Containers offer many advantages over monolithic applications, packaged as VMs. Most importantly, a container image is immutable, easily built and deployed without reliance on permanent infrastructure. Nevertheless, containers are a challenge to IT operations teams, who need full visibility and control of their software supply chain to implement security and governance policies. To address this problem, today Google announced Grafeas, an Open Source Project that provides a flexible verification framework to connect components deployed in production with their origins. Grafeas is a metadata API that aggregates information about all the software components in a container, including package descriptions, build and deployment histories, and known component vulnerabilities. The Grafeas API can be used to store, query, and retrieve comprehensive metadata on software components of all kinds.
According to a Cloud Foundry study, 22% of organizations have mainstreamed containers and 64% are expected to do so in the next year. But the biggest concern that has prevented adoption is the perception of security risk and a lack of visibility and control. By using Grafeas, organizations gain visibility into all the components that go into a container — from custom code to integrated open source components and container build information. Alongside Grafeas, Google has also introduced Kritis, which allows organizations to set Kubernetes governance policies based on metadata stored in Grafeas. Kritis acts as a real-time policy enforcement layer for Kubernetes clusters which you can use to automatically stop deployment of containers that have Black Duck-identified security vulnerabilities.

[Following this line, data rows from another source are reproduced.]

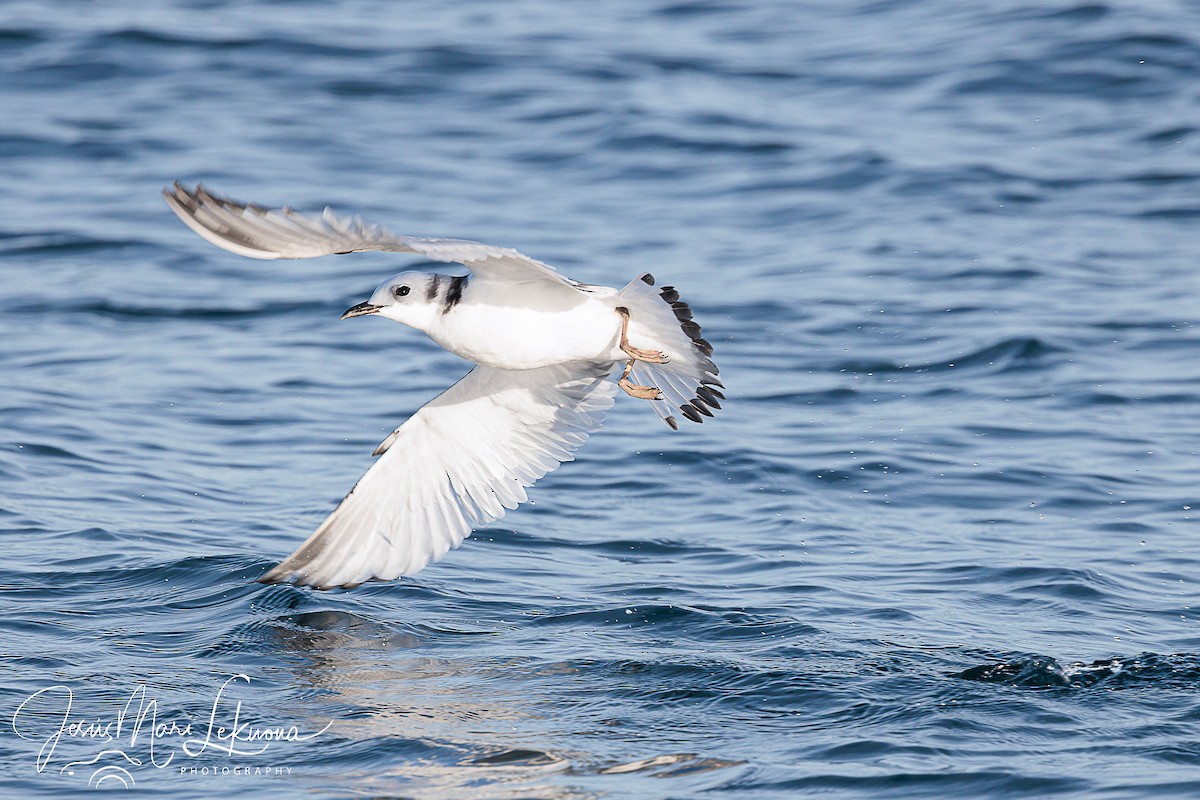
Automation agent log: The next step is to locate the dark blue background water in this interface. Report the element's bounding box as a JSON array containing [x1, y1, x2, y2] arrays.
[[0, 0, 1200, 798]]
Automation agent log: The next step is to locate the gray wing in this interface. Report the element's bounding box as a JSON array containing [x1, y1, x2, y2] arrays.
[[259, 361, 617, 589], [162, 181, 578, 287]]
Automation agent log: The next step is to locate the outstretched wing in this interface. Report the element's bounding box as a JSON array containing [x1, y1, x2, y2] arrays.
[[259, 362, 616, 589], [162, 181, 577, 287]]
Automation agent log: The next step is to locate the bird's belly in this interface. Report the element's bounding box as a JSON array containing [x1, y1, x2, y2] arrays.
[[431, 302, 620, 369]]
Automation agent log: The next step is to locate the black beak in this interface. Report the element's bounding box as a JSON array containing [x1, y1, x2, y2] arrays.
[[342, 302, 383, 319]]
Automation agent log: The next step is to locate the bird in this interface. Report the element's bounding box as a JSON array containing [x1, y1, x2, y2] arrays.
[[163, 181, 725, 589]]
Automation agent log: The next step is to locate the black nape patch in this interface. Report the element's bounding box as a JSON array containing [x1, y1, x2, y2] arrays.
[[442, 275, 467, 314], [425, 272, 442, 302]]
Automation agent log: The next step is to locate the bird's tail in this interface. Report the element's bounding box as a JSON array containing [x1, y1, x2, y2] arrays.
[[618, 272, 725, 429]]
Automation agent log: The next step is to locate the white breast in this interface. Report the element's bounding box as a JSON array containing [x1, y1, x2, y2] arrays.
[[428, 282, 620, 369]]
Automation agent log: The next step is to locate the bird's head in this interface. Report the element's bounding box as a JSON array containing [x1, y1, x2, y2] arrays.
[[342, 272, 455, 331]]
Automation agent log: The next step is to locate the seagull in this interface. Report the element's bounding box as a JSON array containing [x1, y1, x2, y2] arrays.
[[163, 181, 725, 589]]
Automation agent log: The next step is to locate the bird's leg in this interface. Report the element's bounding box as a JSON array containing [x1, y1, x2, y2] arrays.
[[617, 306, 671, 363], [617, 359, 662, 399]]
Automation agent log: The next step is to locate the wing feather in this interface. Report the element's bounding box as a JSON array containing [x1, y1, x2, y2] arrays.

Grafeas introduces a chain of provenance through the entire software supply chain to improve trust and adoption of container technologies. Synopsys has been working with Google on the development and testing of the Grafeas API over the last year, and we are continuing to work with Google to deliver on the vision of improving visibility into open source vulnerabilities before they hit production environments. Because many of our customers want to see the results of open source scans in the consoles of their primary development and deployment tools, you’ll continue to see improvements in Black Duck integrations with Google Cloud Platform, including the Grafeas API and other new Google platform features.